Julia piensa en su padre, mientras los pies de los demás le rompen las costillas y le aplastan los órganos vitales. Julia se está acordando de su infancia, de cuando tenía cinco o seis años y de su padre, cuando la cogía por los aires, haciéndole creer que la iba a dejar caer al suelo. "Agárrame fuerte, papá", balbuceaba ella, mientras él la sostenía y la hacía volar como un avión. Confiada, ella extendía los brazos, pensando que iba a alcanzar las estrellas. Un reguero de sangre sale por su boca y se desdibuja en el suelo, adquiere la forma de los surcos y de las estrías de los zapatos del 42 y del 39 y del 37 y del 44 y del 40 y del 38. El pavimento está lleno de alcohol y de muerte.

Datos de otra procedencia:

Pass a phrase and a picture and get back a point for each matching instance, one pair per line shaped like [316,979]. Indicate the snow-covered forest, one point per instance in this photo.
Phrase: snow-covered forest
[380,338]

Mark Straub está muy borracho y ve a Anna Hans bailando sin control. "Eh, tú, preciosa, devuélveme esa copa, es mía". Anna abre la boca hacia el cielo y saca ligeramente la lengua, mientras sus ojos se quedan en blanco y se tambalea, derramando parte de la bebida en los zapatos de Mark. Él se enfurece y la zarandea bruscamente, empujando con sus movimientos a toda la gente que está alrededor. Hay gritos y golpes y ruidos y pisotones y codazos que camuflan el sonido de los sintentizadores. Anna Hans está a punto de desmayarse. Piensa en su mejor amiga de la infancia, en su voz, y piensa en las voces que la alertan cerca de ella, en lo que dicen sobre salir de allí pitando, en algo de gente muriéndose aplastada. Y ella, que no siente pánico, se acuerda de Julia Simman. Recuerda a Julia, junto a ella, tocando la tierra húmeda de su jardín. Ambas están tumbadas, escondidas entre los matorrales, esperando a que Thomas las encuentre. Recuerda cómo se agarraban la mano, cómo aguardaban juntas, estoicas, como dos soldados. Cómo desearía estar allí, con Julia, o en cualquier otro lugar del mundo.

Daniel Rodríguez, Ariadna Arroyo y los demás del grupo caminan por las calles silenciosas de Duisburgo después de la tragedia. Deciden irse a cenar al McDonalds más cercano, en una calle con luces de neón y carteles de cerrado. Esta misma tarde el cónsul español en Düsseldorf les ha confirmado que sus dos amigas, Marta y Clara, murieron el día anterior, aplastadas en la marea humana del túnel de acceso al festival de Loveparade.

Lejos de allí, el cielo de Kabul es traspasado por un par de aviones militares. El viejo de Sayid, que sólo tiene 35 años, deja de fumar su heroína al oír unos gritos que vienen del corazón de la ciudad. Nassim, cuyo padre se marchó hace años a Europa para encontrar un futuro mejor, ya no está con él. Sayid tiene miedo, porque el final del camino puede ser un tránsito muy frívolo. Tiene miedo porque sabe que el ruido del corazón de Kabul no es ninguna avalancha, es la muerte, cuando la miras a los ojos. Sayid, que es viejo y nunca ha visto Europa, se pincha su brazo dolorido por última vez.




1 comentario:

Carlos dijo...

No es un relato, no. Es real. En el Nueva York del siglo XIX había un edificio donde no se atrevía a entrar la policía. La Vieja Destilería. Allí vivían inmigrantes hacinados después de haber cruzado el Atlántico. En los sótanos había verdaderas cuevas. Cuando lo derribaron descubrieron huesos humanos entre las paredes y adolescentes que no había visto la luz del día, o al menos eso cuenta el reportero Herbert Asbury en el libro (real, no de ficción) Gangs de Nueva York, que inspiró a Martin Scorsse para rodar la película del mismo título con Leonardo Di Caprio.
Ese edificio de Kabul me recuerda un poco a la Vieja Destilería, donde al final, acabaron edificando una iglesia...

Lo de la Love Parade es un absurdo. Y no aprendemos. Ya pasó antes en un estadio de fútbol.